By Ajay N Kasarabada, H. Edwin Overcast, and Brian O’Neal

Traditionally, combined heat and power (CHP) plants have been owned and operated by industrial and institutional owners who have enjoyed the efficiency benefits of onsite CHP. With lessons learned from the power supply issues created by Hurricane Sandy, industrial and institutional owners are more focused on distributed generation, including CHPs, as means of obtaining a reliable, resilient and efficient source of energy. Concurrently, the regulatory landscape is also shifting toward a distributed utility model (DUM).

U.S. Utilities are now giving serious thought to developing and operating CHP plants thanks to the Clean Power Plan, which establishes limits on CO2 emissions. Photo Courtesy: Wärtsilä

This is where some utilities are looking at not only meeting future peak power needs through a combination of distributed energy resources (DER), energy efficiency, and active demand side management, but also leveraging DER as a way to help retain their customer base.

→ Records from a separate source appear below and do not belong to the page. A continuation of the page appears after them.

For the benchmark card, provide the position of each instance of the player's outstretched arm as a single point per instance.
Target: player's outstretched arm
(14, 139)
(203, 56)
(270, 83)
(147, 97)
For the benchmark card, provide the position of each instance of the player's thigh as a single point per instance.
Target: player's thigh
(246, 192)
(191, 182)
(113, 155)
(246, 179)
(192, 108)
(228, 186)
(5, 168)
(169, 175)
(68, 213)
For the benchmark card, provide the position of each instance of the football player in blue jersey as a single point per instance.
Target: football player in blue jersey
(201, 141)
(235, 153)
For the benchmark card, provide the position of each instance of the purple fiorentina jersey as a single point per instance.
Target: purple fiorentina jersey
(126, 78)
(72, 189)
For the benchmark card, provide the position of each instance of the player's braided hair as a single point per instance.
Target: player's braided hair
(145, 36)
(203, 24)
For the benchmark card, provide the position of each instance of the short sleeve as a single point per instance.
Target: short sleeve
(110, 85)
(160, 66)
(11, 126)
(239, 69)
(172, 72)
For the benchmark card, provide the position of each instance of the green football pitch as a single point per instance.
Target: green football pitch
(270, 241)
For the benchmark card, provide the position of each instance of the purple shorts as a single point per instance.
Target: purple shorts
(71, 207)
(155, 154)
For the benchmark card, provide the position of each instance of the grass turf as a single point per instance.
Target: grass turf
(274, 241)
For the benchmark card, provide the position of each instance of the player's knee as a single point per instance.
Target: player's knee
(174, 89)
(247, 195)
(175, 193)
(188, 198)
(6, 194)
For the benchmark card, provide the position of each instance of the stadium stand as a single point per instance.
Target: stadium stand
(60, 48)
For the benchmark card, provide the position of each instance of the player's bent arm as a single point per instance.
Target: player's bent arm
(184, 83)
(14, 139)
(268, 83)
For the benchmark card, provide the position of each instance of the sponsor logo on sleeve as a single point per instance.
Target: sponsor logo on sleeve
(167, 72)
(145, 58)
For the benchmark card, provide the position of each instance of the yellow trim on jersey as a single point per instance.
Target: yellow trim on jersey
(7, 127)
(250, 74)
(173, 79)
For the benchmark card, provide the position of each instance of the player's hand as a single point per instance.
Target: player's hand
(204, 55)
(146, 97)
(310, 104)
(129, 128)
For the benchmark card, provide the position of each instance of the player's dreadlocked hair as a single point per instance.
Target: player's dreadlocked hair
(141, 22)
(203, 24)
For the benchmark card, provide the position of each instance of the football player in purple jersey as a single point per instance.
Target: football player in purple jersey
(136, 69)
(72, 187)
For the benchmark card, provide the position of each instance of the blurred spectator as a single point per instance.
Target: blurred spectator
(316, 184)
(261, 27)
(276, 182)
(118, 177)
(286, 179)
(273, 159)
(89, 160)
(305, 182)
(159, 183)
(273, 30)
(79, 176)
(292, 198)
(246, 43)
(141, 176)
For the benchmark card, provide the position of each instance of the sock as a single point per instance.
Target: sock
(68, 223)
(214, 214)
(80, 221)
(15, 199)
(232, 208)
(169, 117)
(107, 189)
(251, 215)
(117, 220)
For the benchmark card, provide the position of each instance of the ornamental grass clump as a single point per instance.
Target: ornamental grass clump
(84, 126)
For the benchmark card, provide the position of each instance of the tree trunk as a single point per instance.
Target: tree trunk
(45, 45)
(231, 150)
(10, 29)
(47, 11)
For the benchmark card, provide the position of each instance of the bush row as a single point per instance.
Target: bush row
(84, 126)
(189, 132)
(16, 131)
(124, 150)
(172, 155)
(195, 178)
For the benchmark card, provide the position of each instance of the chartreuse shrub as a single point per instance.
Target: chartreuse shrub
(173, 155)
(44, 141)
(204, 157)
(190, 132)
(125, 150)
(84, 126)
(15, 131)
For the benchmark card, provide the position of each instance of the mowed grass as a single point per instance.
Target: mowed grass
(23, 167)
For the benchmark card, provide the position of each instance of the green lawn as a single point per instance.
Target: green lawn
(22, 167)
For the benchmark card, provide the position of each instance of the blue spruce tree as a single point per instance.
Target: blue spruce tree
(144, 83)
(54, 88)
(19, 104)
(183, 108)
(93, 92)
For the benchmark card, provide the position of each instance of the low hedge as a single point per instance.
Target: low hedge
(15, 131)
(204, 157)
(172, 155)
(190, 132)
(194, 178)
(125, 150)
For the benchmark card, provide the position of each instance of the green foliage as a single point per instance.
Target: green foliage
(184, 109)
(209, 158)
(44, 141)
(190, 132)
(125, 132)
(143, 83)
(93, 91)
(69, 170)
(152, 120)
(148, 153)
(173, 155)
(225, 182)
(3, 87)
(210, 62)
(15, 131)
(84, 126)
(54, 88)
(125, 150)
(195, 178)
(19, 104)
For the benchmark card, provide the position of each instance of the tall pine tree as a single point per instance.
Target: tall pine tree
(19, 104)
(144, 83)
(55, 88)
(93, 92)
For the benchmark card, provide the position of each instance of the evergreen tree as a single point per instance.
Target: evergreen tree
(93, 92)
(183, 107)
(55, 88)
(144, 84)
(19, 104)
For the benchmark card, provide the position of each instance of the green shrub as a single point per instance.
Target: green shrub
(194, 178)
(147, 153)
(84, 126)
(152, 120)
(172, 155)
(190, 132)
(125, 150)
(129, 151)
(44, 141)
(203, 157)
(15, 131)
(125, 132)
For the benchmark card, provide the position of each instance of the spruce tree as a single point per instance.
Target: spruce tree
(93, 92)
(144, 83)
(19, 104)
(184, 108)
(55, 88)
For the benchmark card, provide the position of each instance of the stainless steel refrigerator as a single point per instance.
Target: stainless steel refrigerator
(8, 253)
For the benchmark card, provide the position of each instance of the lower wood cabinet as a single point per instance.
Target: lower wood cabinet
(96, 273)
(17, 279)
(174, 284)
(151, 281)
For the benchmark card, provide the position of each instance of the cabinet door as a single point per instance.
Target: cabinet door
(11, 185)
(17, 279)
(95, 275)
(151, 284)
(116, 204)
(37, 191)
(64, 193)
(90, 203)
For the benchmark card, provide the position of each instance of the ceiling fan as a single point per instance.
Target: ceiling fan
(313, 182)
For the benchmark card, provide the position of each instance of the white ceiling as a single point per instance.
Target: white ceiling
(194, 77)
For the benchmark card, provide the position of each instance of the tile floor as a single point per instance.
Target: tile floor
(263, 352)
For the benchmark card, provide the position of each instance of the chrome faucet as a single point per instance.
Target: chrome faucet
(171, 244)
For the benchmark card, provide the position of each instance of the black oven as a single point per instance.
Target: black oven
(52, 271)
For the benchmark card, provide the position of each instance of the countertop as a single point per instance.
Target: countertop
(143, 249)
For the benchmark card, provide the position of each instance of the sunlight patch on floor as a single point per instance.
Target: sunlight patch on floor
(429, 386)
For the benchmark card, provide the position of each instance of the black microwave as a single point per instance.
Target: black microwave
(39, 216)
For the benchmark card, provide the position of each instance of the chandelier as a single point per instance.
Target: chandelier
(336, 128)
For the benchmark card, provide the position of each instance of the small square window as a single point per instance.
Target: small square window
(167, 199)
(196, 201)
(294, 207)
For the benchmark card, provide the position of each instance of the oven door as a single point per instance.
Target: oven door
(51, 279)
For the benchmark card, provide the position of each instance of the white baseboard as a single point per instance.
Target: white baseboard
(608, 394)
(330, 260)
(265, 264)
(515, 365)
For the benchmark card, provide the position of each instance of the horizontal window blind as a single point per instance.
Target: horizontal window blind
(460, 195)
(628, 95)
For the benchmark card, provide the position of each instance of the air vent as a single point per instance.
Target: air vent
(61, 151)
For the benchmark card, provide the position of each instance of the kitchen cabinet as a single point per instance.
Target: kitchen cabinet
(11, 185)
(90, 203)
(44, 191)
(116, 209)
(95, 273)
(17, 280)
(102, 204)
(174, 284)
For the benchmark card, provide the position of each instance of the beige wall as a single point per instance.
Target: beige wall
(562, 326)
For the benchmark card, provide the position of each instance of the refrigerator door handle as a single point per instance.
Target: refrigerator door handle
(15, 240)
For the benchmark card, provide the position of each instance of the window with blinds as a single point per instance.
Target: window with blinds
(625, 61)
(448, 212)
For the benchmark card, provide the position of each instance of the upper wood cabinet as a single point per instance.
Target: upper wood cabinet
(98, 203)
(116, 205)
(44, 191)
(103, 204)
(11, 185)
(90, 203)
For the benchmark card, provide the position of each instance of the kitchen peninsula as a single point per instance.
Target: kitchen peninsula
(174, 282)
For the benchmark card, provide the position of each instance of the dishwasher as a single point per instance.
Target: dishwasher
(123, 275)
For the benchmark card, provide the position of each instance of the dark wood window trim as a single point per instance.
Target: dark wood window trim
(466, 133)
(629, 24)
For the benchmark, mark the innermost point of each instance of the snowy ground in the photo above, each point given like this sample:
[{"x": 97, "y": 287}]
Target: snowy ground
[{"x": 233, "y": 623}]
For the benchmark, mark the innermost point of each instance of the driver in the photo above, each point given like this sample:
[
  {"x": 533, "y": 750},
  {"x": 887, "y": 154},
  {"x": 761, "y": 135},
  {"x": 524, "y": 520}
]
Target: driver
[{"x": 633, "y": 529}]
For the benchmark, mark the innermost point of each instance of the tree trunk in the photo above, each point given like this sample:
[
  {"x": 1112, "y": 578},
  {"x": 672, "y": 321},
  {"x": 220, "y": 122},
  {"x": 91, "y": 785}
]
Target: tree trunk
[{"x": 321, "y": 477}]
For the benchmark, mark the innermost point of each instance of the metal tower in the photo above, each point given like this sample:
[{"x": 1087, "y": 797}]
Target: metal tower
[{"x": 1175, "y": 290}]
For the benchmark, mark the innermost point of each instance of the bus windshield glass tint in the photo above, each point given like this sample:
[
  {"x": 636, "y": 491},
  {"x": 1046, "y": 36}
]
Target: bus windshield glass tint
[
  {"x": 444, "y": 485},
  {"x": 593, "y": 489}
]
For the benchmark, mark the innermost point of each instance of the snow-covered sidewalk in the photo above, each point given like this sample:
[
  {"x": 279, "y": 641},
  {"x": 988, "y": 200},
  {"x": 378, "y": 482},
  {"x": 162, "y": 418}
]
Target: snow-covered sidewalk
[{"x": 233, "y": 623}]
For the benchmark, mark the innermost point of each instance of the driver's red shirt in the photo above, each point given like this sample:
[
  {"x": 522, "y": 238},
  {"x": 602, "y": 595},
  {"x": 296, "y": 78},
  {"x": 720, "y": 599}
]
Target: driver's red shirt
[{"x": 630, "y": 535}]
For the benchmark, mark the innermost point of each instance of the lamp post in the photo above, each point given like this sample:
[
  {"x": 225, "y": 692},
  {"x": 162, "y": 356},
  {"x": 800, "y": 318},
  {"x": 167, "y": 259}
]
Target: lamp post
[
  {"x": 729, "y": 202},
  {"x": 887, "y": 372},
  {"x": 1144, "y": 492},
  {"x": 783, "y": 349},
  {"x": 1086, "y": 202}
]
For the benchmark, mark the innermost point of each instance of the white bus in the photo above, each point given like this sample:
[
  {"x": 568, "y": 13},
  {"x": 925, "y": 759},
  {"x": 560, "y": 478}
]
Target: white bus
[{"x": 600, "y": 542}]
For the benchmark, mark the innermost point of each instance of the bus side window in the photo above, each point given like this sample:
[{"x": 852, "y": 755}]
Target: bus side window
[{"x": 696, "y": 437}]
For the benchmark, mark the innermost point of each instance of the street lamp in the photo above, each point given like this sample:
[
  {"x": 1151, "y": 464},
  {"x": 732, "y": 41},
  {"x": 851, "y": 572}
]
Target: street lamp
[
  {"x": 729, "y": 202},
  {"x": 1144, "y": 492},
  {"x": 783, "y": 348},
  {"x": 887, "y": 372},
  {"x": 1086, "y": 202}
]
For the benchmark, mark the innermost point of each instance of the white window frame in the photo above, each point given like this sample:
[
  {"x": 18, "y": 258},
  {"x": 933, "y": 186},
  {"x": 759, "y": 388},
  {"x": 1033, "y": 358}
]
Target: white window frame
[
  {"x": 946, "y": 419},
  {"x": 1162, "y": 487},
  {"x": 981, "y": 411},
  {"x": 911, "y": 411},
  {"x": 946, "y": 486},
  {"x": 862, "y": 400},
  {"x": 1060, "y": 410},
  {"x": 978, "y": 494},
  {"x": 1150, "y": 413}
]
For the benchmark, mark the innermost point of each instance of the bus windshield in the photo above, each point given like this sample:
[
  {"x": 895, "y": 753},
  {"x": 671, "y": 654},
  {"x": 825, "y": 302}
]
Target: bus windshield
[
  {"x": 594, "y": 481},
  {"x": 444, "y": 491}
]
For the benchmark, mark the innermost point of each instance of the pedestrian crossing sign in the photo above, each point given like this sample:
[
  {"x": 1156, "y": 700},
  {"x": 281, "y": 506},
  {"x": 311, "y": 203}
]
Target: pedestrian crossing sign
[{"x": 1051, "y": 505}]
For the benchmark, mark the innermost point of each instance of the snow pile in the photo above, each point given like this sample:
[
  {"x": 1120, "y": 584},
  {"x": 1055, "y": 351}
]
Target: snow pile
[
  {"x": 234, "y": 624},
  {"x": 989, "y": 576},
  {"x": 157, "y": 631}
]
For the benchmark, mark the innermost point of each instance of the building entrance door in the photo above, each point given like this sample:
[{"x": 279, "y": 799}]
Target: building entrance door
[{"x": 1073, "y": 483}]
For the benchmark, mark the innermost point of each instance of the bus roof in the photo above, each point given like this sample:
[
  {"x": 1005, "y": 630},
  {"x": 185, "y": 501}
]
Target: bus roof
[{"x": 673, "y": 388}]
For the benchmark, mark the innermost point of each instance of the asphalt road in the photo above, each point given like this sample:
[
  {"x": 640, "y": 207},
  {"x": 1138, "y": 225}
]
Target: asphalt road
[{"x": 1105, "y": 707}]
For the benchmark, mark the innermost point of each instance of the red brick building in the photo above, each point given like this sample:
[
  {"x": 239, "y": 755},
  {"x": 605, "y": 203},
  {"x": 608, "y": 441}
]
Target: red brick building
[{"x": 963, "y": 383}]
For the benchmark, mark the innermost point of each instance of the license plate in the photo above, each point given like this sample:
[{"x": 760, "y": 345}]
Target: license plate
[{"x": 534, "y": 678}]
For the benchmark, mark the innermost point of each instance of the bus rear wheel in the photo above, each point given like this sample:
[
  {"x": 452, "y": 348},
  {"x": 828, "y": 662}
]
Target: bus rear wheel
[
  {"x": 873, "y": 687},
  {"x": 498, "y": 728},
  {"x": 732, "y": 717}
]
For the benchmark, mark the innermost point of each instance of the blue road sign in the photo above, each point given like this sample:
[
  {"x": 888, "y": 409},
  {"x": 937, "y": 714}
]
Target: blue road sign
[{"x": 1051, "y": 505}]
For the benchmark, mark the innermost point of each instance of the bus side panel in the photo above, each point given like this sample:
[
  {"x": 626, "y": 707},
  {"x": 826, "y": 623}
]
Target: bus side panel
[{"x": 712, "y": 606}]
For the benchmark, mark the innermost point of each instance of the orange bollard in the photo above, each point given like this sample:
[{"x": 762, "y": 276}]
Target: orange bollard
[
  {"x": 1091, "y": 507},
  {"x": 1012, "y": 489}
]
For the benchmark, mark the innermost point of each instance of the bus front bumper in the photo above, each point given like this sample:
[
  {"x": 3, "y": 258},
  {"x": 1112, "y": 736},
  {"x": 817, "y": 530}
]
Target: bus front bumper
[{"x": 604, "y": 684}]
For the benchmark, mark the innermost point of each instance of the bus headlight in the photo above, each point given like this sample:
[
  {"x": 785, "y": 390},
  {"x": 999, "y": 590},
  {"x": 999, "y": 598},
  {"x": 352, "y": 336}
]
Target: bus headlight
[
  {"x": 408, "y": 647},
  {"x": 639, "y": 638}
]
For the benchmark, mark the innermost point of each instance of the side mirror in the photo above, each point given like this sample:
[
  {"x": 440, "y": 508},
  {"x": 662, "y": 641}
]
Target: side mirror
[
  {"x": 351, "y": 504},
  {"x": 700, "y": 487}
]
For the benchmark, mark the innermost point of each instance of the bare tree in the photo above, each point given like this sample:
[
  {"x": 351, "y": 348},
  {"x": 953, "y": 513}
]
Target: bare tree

Although CHP efficiency benefits are widely understood, utilities aren’t fully embracing CHPs due to concerns associated with realizing economic benefits, restructuring of the prevailing billing and tariff structures, as well as honoring existing agreements with their regional transmission organizations.

Clean Power Plan Impact on CHP

The recently finalized Clean Power Plan (CPP) is a game changer for CHP. Electric utilities that are undecided regarding investment in CHPs can now seriously consider developing and operating new CHPs, subject to certain size limitations, to help meet their existing-source CPP compliance obligations So what are the key factors, issues and risks that utilities have to evaluate as they consider moving into the CHP space?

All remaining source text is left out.